Susanne Figner, Museum Kurhaus Kleve
The starting point for Thomas & Renée Rapedius’ piece Monte Vera was set when the duo was granted a three-month residency in Buenos Aires. The award included a living and studio space in a suburban community of foreign and local artists. To prepare, Thomas & Renée Rapedius eschewed conventional guide books in favor of literary accounts of travel and seclusion. The artists were particularly drawn to Annemarie Schwarzenbach’s novels describing her exotic journeys, as well as documentaries of the artist commune Monte Verità in Switzerland, among others. Both Schwarzenbach’s fantastic escapes from Europe and the high-spirited “Cooperativa Monte Verità” were prone to failure due to their idealistic goals and expectations that soon collapsed under the impression of worldly emotions and personal conflicts.

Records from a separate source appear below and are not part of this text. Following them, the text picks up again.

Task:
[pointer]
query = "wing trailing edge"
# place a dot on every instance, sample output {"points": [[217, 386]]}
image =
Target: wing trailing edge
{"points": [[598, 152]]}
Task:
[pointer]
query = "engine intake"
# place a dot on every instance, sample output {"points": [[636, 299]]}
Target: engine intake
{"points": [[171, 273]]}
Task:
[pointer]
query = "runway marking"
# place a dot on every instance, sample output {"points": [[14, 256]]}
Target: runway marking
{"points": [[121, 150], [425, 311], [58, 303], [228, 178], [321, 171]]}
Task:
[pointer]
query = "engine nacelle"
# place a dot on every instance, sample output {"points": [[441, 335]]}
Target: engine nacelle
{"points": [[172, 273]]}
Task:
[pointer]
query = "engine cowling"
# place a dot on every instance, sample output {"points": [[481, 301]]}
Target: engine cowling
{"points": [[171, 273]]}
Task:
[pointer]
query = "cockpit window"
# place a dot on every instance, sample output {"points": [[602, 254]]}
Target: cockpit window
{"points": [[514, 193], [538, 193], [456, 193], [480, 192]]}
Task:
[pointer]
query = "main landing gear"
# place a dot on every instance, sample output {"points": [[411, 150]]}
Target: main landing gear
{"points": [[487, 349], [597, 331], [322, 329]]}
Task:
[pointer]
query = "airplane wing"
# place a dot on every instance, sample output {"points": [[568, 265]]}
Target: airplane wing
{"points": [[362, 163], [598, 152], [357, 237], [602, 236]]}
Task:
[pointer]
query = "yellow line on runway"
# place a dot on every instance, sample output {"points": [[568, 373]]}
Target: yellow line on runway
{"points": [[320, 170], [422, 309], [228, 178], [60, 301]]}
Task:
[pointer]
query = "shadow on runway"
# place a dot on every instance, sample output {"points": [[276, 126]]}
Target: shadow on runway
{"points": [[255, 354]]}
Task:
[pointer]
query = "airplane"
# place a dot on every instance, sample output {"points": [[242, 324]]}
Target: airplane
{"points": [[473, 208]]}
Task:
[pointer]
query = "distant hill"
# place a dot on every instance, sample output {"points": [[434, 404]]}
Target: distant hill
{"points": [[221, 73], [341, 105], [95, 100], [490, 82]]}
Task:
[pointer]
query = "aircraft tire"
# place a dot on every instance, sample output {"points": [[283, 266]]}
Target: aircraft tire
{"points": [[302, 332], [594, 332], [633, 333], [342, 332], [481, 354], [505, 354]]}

Transferred into the contemporary gallery space, Monte Vera expresses Thomas & Renée Rapedius’ own engagement with the expectations, emotions and failures of the travel experience. Formally, the paper installation annexes the gallery’s lights and white walls as part of its composition, which offers perspectives on finely cut and layered mountain shapes. Diminutive drawings on the surface of the paper map out both real and fictive events in the artists’ journey and force the viewer to move around the installation to compose the fragmented narrative. Though the various mountain views grant spectactorial pleasures, the artists’ refusal to give a comprehensive account of their travel experiences creates an uncanny gap in viewpoints between the panoramic perspective seen from afar and the fragmented view from up close. This break with the expectation of a continuous perception opens up a dialectic of outside and inside that is similar to the strategies applied by many postminimalists. Like artists of this group, Thomas & Renée Rapedius set the spectator in motion and offer continuous views while revealing the constructed character of ideal depictions of the travel experience.